New Mortal Kombat Movie Won't Deviate Far From The Games
With three decades of story to use, the new Mortal Kombat movie is sticking fairly close to canon.
Over the past three decades of Mortal Kombat video games, the franchise has developed a deep and detailed backstory for practically every character. Now, with a about to arrive in theaters and on HBO Max, film director Simon McQuoid has revealed how important that established lore is to the upcoming film.
"What I wanted to do--and Greg [Russo], the writer, said this even going in very early--is that we shouldn't be changing fundamentals," he said during a press event. "We can add a bit to help amplify lore and amplify stuff that is within."
One example of the additions or amplifications is something fans have already seen in the first trailer. "One is the example you've seen, which is Sub-Zero takes Jax's arms," McQuoid explained. "Now we know that was Ermac and there's even been other slightly different iterations of that through the years.
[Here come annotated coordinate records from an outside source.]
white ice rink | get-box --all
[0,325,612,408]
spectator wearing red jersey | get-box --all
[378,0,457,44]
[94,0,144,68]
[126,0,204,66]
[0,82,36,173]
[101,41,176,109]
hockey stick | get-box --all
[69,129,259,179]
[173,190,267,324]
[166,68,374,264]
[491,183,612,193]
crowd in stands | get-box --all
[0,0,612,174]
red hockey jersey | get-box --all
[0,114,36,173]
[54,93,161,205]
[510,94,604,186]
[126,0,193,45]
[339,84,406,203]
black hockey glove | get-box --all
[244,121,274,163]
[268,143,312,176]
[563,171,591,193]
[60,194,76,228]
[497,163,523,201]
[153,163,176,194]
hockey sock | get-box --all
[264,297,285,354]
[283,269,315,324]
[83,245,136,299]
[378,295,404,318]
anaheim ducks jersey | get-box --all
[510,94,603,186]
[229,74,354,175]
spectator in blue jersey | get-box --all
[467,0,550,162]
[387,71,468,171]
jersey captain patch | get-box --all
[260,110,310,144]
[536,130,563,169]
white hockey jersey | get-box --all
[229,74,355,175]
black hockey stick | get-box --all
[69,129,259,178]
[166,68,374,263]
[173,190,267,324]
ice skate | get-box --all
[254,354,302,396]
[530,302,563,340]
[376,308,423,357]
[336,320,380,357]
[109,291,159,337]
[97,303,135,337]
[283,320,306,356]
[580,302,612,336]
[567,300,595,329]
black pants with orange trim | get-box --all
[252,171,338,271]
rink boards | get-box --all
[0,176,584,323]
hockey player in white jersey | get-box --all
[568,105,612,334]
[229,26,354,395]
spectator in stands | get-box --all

But in this particular story, I needed to inform Sub-Zero as much as I needed to inform how Jax loses them."
For the most part, though, McQuoid said he was "really wary" of diverting too far from the source material--even if the movie isn't including particular pieces of the established lore due to time constraints.
"[The lore is] so complex that a film can't really house a lot of it," he said. "So there's a lot of it that's just not there. It doesn't mean we're not truthful to it, it's just that we couldn't touch everything. So [we] just tried to be as truthful and as true to that as we could when we talk about stuff. And as we sort of put it within the the film story construct, the sort of structure of our film, we had to consider, 'Is this too complex?'"
One example of that is a scene that was in the script but never ended up getting filmed.
"There was a whole scene that we took out that was really digging in deep simply because it was taking too much bandwidth," the director revealed. "It was doing lore really high service--like fans would be super, super happy. And we never shot it. So it doesn't exist. It's just something we considered. But it was taking up too much bandwidth for driving our film forward, it was just wrong just on a film sense."
Mortal Kombat hits theaters and HBO Max on April 16.